Born on September 4 in Riga (Latvia)
Walter Zapp created the prototype of a camera smaller than a cigar and weighing less than a cigarette lighter - a stroke of a genius with long-term effects! With the construction of the MINOX, which became famous all over the world as a spy camera, Zapp also laid the foundation stone for the establishment of the traditional company bearing the same name.
With the construction of the tiny Ur-MINOX, the young engineer Walter Zapp succeeded in realizing a great dream - the miniaturization of a photographic camera. Despite its extremely small dimensions - the MINOX was able to disappear effortlessly into a closed fist - the fully functional prototype already delivered photographic results of outstanding quality.
This camera was developed into a revised version, which later became known as the so-called Riga MINOX, named after the capital of Latvia. The state electrical appliance factory VEF began production and brought this series to the world market on April 12th 1938, which was coincidentally the 100th year of photography. The popular 8x11 mm negative format was born.

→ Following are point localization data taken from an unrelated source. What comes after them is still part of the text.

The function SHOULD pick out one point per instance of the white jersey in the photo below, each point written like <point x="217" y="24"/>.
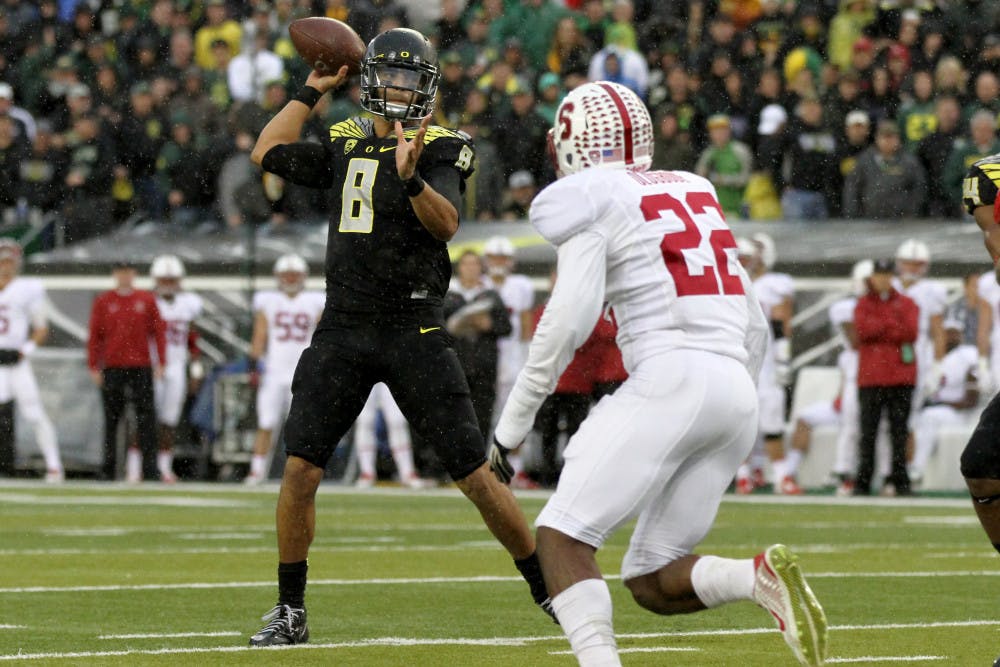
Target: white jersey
<point x="178" y="314"/>
<point x="518" y="295"/>
<point x="989" y="291"/>
<point x="22" y="307"/>
<point x="841" y="313"/>
<point x="931" y="298"/>
<point x="291" y="321"/>
<point x="955" y="369"/>
<point x="772" y="289"/>
<point x="656" y="248"/>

In March 1941, Walter Zapp fled to the West. With a bit of luck he reached Germany, with the Ur-MINOX, the Riga MINOX (the first production model) and the wooden model in his pocket. By the time production had ceased, a total of around 17,500 sub-miniature cameras had left the factory.
Walter Zapp left the MINOX plant after considerable differences with Rinn & Cloos.
Walter Zapp was offered a contract as a MINOX engineer, which brought employment to the famous founder of the MINOX brand, until his death on 17.07.2003 - tantamount to a reconciling turning point in his extremely eventful life.
Died on July 17 in Binningen (Switzerland).